バランス感覚という点で言うと、映画を構成するいくつかの主題のバランスが良く、それが物語内にうまく配分されている。その絶妙なブレンドにより、「クイズ・ミリオネア」というひとつの番組の背景で、これだけ多くのことを語れるんだということに感心させられた。本当に本当にピュアなラブストーリーがあり、別々の道を歩む結果になる兄弟の物語があり(兄のエピソードは同じくスラムをリアルに描いたブラジル映画『シティ・オブ・ゴッド』を思い出した)、勉学よりも経験の大切さを語るメッセージ性がある。

映画の構成もバランス感覚がしっかりある。冒頭はクイズ番組と同様にA〜Dの選択肢が用意され、それの答えをラストシーンで示すという枠組みは、物語にすごくフィットした形だ(ラストシーンで示される「D.運命だった」は本当微笑ましい…)。過去、現在、そしてテレビ番組内という3つをテンポ良く繋いでいくうえでの流れもすごく良く、時系列上でよくわからないと感じさせるシーンが少なく、非常にわかりやすい仕上がりになっている。
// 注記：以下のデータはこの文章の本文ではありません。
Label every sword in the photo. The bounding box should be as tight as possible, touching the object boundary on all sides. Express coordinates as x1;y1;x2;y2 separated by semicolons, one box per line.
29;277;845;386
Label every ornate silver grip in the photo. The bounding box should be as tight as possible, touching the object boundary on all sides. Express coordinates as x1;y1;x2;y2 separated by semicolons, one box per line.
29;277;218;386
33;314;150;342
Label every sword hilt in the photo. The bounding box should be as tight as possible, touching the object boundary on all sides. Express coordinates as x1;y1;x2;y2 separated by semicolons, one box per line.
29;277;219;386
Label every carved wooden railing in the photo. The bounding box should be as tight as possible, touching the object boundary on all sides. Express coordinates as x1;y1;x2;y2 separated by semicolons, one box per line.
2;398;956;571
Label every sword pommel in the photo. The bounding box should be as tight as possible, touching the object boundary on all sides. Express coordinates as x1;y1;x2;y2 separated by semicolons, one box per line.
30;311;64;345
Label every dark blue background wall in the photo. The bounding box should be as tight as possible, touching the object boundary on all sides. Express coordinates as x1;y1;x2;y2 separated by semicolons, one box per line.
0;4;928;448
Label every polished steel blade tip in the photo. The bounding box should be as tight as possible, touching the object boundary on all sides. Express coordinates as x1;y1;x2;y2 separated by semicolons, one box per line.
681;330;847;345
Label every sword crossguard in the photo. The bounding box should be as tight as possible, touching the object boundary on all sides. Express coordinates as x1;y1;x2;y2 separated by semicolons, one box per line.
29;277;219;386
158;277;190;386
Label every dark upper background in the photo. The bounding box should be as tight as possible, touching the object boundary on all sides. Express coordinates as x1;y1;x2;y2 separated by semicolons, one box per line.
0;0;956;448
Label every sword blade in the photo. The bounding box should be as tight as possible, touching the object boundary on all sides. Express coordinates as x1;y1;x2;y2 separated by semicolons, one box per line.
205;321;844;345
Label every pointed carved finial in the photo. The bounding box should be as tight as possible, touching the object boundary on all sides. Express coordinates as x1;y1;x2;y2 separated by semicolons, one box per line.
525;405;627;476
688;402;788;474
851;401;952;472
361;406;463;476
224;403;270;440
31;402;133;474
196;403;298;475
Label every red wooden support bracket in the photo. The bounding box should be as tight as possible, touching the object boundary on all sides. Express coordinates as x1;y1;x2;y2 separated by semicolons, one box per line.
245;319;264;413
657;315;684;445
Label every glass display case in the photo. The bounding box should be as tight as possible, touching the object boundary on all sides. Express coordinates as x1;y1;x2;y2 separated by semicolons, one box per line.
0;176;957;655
バランス良く紡がれた物語は、結果として終盤の盛り上がりにつながっていく。あんなに大勢が盛り上がるのかはやや疑問だし、経験上知っていた問題ばかり出題されていることはご都合主義的にも思える。 それでも、テレフォンで繋がったあの瞬間。そして、傷に優しくキスをするあの希望に満ち溢れたラストシーンの美しさ、それが細かなことを気にさせなかった。

クイズに正解したことよりも、彼女と再会できたことを喜ばしく思えたこと。それが、この映画が素晴らしい所以だと思った。